In a few minutes, we got affirmative texts from Jillian and Krista, though she warned us her mom was busy, so she’d be bringing Naomi. I hadn’t seen the baby often since the seemingly endless night of her birth. Counting back, I realized she had to be seven months old or something like that. Holy crap.
“Something wrong?”
“I was just realizing how long I’ve been home.”
Avery nodded. “Almost a year.”
“Wow. I’d say something like, ‘Time flies,’ except then I’d have to beat my head repeatedly against the steering wheel for being such a verbal cliché.”
“Then we’d spin out of control and end up in a snowbank.”
“Don’t worry, we’ll live to eat pancakes for dinner.”
The weather made that tough, however, as halfway to Sharon, the light snow turned into serious weather. It reminded me of driving back to Michigan with Nadia, last year after Thanksgiving. I hadn’t wanted to leave at all, but at that point, I wasn’t ready to admit how bad things had gotten. It took a serious fuckup for me to take stock and admit I had to change everything, or I might self-destruct. This trip didn’t end in a crappy motel, though. I got us safely to Patty’s Pancake House, where Jillian and Krista were already waiting; they had a booth with Naomi in a high chair at the end.
“This is crazy,” Avery said, bending to kiss her on the head. “How can you be this big?”
I wouldn’t have pegged her for a baby person, but she talked to Naomi more than the rest of us, even Krista.
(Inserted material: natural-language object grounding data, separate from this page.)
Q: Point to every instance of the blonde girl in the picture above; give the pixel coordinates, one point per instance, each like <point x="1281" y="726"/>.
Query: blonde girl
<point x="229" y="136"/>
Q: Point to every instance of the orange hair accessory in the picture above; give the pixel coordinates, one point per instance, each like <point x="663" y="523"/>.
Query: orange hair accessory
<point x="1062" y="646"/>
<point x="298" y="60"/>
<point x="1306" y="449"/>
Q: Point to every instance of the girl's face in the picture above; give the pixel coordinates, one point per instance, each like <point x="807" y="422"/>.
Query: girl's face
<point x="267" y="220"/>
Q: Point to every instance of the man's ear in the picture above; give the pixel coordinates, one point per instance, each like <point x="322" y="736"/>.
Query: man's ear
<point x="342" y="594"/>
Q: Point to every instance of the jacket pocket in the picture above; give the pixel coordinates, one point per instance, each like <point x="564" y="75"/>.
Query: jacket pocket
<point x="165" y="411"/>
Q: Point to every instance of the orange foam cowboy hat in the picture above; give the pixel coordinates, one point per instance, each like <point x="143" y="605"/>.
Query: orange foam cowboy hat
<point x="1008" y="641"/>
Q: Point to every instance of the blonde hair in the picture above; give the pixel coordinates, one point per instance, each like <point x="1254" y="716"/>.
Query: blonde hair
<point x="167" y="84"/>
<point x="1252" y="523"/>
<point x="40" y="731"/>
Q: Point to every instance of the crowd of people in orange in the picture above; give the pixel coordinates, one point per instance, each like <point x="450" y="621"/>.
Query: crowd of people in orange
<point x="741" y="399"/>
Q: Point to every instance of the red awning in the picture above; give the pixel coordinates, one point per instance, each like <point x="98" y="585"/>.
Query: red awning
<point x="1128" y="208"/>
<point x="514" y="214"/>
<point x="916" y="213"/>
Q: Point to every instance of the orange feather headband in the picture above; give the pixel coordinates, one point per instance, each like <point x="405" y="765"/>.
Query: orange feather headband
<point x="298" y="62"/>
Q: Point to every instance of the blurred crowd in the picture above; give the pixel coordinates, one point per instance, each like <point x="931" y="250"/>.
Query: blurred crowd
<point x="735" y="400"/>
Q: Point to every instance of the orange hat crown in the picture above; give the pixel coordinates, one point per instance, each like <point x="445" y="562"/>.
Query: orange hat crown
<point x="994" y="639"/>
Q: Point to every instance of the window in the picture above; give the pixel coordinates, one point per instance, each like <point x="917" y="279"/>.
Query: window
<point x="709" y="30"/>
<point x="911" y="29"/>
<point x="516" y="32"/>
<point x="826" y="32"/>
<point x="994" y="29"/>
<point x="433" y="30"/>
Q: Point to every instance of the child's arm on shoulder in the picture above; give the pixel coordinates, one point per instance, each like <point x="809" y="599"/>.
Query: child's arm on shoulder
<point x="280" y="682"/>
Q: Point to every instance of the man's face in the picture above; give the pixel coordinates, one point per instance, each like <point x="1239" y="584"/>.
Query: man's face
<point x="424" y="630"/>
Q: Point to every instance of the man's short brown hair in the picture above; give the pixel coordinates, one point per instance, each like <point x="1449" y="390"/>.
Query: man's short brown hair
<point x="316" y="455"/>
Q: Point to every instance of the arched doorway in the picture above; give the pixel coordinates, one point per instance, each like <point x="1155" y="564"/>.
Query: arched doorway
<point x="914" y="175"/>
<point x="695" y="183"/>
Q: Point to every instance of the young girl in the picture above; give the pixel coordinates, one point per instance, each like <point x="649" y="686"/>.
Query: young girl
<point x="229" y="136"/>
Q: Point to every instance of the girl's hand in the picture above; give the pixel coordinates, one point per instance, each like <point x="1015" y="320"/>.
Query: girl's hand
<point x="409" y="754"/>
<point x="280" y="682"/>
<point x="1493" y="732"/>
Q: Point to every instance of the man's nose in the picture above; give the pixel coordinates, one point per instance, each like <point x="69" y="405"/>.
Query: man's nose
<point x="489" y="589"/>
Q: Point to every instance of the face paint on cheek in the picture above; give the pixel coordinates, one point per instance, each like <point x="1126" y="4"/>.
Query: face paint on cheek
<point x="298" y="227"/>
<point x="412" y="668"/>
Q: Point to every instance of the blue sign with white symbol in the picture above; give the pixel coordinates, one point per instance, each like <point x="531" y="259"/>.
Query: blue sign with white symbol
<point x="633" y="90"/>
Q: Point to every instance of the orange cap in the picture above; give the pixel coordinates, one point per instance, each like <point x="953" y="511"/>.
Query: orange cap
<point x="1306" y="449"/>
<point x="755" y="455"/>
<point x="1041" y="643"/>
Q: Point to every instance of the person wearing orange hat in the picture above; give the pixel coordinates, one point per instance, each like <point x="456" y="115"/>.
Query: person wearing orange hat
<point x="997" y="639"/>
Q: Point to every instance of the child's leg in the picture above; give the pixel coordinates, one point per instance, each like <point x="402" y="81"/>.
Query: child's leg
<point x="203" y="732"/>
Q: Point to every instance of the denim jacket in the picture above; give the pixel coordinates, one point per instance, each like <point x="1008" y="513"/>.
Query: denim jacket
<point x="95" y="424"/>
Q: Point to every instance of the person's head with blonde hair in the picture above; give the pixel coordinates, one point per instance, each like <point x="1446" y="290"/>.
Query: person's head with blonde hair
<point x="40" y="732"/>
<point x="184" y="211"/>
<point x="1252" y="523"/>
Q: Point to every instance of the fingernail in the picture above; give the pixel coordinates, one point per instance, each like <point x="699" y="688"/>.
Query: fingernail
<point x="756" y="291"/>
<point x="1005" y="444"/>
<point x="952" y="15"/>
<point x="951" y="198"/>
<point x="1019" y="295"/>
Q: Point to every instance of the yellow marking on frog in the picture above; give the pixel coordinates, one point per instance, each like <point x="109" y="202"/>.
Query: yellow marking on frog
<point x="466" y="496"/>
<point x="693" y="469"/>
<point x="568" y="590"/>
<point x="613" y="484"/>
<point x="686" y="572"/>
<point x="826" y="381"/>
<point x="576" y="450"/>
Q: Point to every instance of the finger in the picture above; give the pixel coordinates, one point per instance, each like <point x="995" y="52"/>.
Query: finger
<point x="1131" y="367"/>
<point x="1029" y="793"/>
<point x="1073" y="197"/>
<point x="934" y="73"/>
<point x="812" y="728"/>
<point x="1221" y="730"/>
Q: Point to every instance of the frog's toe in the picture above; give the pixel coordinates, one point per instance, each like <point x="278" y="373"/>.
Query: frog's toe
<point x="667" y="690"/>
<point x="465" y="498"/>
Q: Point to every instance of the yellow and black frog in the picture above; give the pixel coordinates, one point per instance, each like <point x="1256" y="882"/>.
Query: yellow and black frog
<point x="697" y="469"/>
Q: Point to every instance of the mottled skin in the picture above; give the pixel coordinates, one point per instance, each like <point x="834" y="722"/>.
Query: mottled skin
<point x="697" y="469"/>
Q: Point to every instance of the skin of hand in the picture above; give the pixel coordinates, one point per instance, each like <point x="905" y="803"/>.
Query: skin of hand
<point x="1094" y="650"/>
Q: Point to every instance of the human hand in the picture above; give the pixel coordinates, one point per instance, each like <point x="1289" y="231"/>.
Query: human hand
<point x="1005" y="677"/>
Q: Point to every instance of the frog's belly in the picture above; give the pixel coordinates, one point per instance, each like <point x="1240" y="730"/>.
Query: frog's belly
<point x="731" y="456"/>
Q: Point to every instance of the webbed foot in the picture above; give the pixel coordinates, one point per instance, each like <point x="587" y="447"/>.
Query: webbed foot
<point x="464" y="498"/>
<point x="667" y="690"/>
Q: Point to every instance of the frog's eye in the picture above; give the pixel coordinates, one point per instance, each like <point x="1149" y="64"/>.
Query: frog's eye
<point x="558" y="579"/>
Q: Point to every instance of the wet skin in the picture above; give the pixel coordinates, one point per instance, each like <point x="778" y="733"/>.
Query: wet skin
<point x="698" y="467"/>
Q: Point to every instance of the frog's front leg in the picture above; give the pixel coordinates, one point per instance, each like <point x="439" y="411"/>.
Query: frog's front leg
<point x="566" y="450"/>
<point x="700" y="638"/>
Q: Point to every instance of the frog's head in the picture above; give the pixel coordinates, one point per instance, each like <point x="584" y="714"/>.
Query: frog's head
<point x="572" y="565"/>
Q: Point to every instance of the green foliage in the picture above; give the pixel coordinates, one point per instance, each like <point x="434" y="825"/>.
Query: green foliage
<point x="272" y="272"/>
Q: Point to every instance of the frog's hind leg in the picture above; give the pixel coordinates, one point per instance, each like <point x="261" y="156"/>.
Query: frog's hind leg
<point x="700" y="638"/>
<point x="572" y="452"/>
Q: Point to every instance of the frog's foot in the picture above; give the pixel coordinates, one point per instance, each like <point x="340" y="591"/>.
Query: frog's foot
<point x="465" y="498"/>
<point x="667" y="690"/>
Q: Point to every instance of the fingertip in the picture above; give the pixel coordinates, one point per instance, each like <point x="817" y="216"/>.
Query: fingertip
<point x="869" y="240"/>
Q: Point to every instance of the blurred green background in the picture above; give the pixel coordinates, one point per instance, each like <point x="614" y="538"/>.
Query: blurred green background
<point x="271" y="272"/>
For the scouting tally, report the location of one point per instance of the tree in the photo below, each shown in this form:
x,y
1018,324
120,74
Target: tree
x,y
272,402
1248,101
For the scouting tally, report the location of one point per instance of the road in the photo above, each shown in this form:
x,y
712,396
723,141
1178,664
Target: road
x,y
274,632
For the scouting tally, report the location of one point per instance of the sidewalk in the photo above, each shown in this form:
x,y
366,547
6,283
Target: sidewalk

Jillian had lost a little weight but I didn’t say anything because it always pissed me off when people commented on it with me, like being skinny was my chief goal in life.
“So what brought on the midweek pancake craving?” Krista asked.
Avery shrugged. “I just wanted to hang out with you guys.”
“This isn’t an official girls’ night,” Jillian pointed out. “Does this mean we can talk about guys?”
“Sure, if you want.” I had nothing to say on that topic, but I was happy to listen, especially if someone had good news.
Krista handed Naomi a cracker, just before the baby lost patience with our blather. “I’ll start. I just found out that Kenji will be stateside in March.”
That was only three months away. No wonder she was so excited. “Oh, my God, that’s amazing news. For leave or...?”
“Nope. He’s earned enough for college, and he’s coming home.”
In her shoes, I’d be having panic attacks over him finishing his tour. If he were my fiancé, he’d explode in my head, over and over, only days before he boarded the plane, and he’d die, never having seen his baby daughter. That kind of shit burrowed deep into my brain, until I couldn’t think about anything else. Thanks to Dr. Reid, I had some idea how to stop the mind worm, or at least keep it from ruining my life. Not that I was fixed after one visit. There was a long road ahead, but I had the stamina to survive it.
“Congrats, that’s fantastic. Will he let you keep coming to girls’ night?” Jillian asked.
“Let me, ha. You don’t seem to understand our relationship. I do what I want, and he loves me.” She grinned as she ate the rest of her bacon.
That sounds...perfect. Worse, it sounded like how it was with Rob. Pain throbbed through me, a reminder that I’d pushed for a clean break. And I got one. Now the only news I had about him came through Nadia or the internet. Now and then I dug up articles about Hot Property, a few pictures circulating on TV blogs. Like an obsessed fangirl, I’d downloaded a professional one, where he was posed in front of a woodsy backdrop, smiling for the camera. He looked impossibly polished and handsome. Now it was the screensaver on my laptop, though I’d die before admitting that to anyone.